Nutzung für Arbeit- und Freizeit

Recycle

Arbeitgeberinnen/Arbeitgeber können punkten, indem sie Mitarbeiterinnen/Mitarbeiterinnen ein Fahrrad zur Verfügung stellen, das diese sowohl dienstlich als auch privat nutzen können. Ein "Jobrad für Mitarbeitende" (klimaaktiv) sollte möglichst regelmäßig für den Arbeitsweg oder dienstliche Fahrten eingesetzt werden. In Frage kommen Fahrräder, Falträder, Transporträder – ohne und mit Elektroantrieb (E-Bikes). Die Arbeitgeberseite profitiert beim Jobrad von steuerlichen Vorteilen wie Vorsteuerabzug und die Sachbezugsbefreiung bei relativ geringem finanziellem Aufwand.

Hinweis

Im Rahmen des klimaaktiv-Beratungsprogramms "Mobilitätsmanagement für Betriebe, Bauträger und Flottenbetreiber" gibt es kostenfreie Beratungsangebote für Unternehmen. Anfragen an betriebe@klimaaktivmobil.at oder 01 504 12 58 - 50. Aktuell gibt es über klimaktiv keine Fördermöglichkeiten für Jobräder.

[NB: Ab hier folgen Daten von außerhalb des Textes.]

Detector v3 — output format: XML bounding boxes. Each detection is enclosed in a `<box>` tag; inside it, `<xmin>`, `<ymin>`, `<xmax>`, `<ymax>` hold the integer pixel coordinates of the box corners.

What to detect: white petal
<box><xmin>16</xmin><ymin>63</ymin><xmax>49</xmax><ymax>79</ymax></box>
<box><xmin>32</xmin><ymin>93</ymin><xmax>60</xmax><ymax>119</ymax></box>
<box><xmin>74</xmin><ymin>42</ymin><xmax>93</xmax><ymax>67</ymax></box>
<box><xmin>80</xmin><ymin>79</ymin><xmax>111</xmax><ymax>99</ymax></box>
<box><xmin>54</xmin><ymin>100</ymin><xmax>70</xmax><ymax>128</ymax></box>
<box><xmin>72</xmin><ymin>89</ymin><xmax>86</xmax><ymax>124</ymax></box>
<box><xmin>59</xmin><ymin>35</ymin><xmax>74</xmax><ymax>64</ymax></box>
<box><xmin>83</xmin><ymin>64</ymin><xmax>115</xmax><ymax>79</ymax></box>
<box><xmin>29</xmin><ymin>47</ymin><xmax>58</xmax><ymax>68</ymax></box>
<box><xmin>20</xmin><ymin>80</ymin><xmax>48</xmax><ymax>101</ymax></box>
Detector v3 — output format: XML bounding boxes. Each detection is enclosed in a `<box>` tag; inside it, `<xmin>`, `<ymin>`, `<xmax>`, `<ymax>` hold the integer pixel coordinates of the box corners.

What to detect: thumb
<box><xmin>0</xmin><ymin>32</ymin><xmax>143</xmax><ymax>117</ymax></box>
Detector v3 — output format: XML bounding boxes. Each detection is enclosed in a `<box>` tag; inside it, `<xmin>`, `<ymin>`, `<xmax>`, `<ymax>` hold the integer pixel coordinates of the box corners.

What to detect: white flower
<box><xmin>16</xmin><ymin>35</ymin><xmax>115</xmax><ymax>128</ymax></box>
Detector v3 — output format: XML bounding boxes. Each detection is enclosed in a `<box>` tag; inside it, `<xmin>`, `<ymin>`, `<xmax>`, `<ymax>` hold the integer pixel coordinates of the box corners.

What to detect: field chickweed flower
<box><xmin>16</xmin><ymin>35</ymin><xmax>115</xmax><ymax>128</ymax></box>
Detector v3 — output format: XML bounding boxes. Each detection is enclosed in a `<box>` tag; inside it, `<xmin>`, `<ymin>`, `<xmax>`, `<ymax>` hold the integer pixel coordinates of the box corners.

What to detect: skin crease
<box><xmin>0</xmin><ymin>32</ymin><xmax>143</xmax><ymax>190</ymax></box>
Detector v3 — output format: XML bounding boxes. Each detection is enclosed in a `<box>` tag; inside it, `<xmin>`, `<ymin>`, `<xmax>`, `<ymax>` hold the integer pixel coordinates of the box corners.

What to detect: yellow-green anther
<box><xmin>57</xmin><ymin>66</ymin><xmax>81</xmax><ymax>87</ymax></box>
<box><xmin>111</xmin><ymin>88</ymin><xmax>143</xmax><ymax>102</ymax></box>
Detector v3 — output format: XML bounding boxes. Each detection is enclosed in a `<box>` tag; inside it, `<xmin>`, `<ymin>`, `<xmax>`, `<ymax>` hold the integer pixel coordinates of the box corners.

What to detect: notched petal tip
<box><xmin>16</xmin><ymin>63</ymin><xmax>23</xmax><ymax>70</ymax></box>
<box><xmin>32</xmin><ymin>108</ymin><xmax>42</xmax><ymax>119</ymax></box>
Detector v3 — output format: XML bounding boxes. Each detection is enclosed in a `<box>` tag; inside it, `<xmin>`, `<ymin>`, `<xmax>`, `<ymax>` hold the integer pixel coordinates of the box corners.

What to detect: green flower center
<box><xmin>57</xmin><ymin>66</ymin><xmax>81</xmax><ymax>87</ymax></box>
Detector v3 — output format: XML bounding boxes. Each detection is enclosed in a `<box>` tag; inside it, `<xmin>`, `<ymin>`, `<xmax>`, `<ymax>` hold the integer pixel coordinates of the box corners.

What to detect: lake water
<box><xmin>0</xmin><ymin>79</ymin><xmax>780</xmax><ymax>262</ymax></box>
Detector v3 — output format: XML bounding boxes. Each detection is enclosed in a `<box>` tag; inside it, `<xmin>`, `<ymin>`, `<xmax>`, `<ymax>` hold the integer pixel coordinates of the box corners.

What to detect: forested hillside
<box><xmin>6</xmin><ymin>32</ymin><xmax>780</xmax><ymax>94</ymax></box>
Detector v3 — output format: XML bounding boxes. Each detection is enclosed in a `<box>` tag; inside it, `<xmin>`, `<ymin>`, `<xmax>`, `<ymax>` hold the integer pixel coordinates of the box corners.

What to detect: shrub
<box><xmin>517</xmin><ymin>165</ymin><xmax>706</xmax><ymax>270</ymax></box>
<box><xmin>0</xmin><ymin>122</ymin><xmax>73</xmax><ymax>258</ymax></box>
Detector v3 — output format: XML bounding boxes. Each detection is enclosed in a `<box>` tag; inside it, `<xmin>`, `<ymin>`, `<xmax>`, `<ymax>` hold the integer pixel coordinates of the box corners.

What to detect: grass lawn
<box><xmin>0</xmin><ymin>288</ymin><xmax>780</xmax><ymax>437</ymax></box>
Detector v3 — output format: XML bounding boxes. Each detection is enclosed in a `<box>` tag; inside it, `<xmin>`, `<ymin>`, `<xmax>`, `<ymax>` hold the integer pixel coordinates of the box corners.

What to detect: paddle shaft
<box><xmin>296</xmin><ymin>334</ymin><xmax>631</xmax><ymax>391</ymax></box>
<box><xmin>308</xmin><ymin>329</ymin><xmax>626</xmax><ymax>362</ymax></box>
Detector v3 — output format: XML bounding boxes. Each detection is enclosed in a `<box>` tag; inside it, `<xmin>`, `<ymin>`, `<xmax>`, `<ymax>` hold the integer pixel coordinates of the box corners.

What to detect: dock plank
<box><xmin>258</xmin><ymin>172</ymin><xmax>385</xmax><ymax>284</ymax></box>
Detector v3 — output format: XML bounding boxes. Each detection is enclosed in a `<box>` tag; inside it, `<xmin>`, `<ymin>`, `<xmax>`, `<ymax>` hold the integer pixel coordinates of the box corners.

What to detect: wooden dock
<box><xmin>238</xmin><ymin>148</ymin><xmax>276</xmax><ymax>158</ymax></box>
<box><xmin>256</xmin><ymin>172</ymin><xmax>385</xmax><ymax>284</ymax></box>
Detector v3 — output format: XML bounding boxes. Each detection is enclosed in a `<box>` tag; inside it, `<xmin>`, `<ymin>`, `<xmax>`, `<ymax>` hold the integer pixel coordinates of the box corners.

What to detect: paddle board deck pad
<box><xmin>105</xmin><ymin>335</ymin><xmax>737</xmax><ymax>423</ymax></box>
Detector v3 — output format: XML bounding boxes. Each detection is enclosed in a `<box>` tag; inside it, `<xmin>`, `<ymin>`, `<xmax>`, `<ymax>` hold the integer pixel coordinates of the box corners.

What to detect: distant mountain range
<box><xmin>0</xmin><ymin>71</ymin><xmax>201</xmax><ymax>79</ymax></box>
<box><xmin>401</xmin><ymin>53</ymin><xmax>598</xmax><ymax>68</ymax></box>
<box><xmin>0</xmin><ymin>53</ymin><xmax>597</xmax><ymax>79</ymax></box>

Vertragliche Gestaltungsmöglichkeiten

Das Jobrad-Modell kann unterschiedlich vertraglich ausgestaltet sein. Beispielsweise kann eine kostenlose Nutzung oder als Gegenleistung der Mitarbeiterin/des Mitarbeiters eine Gebühr vereinbart werden, die vom Gehalt abgezogen wird. Die Nutzungsgebühr darf die Abschreibungskosten nicht übersteigen. Der Arbeitgeberin/dem Arbeitgeber steht  es auch frei, die Fahrräder zu kaufen oder zu leasen. Das Jobrad-Angebot kann einen Versicherungsschutz oder sogar den Übergang ins Eigentum der Mitarbeiterin/des Mitarbeiters umfassen. Vertraglich zu regeln ist auch, was zu gelten hat, wenn die Mitarbeiterin/der Mitarbeiter in Karenz geht oder aus dem Unternehmen ausscheidet.

Steuerrechtliche Folgen

Vorraussetzung für ein steuerlich geltend gemachtes Jobrad ist, dass dessen Anschaffungskosten in der Bilanz der Arbeitgeberin/des Arbeitgebers zur Gänze aktiviert und über die Nutzungsdauer verteilt als Betriebsausgabe abgeschrieben werden. Steuerrechtlich ist eine Nutzungsdauer von fünf Jahren (in der Buchhaltung) anzusetzen.

  • Jobfahrräder sind vorsteuerabzugsberechtigt. Im Falle einer Gehaltsumwandlung können die Arbeitgeberinnen/Arbeitgeber den Umsatzsteuervorteil an die Mitarbeiterinnen/Mitarbeiter weitergeben.

  • Bei einer Gehaltsumwandlung müssen Mitarbeiterinnen/Mitarbeiter keine Umsatzsteuer zahlen, ohne Gehaltsumwandlung müssen sie für die Nutzungsgebühr Umsatzsteuer zahlen. Auch bei einem späteren Verkauf an die Mitarbeiterin/den Mitarbeiter wird Umsatzsteuer fällig.

  • Die Privatnutzung der Fahrräder, also der Sachbezug, ist lohnsteuerfrei.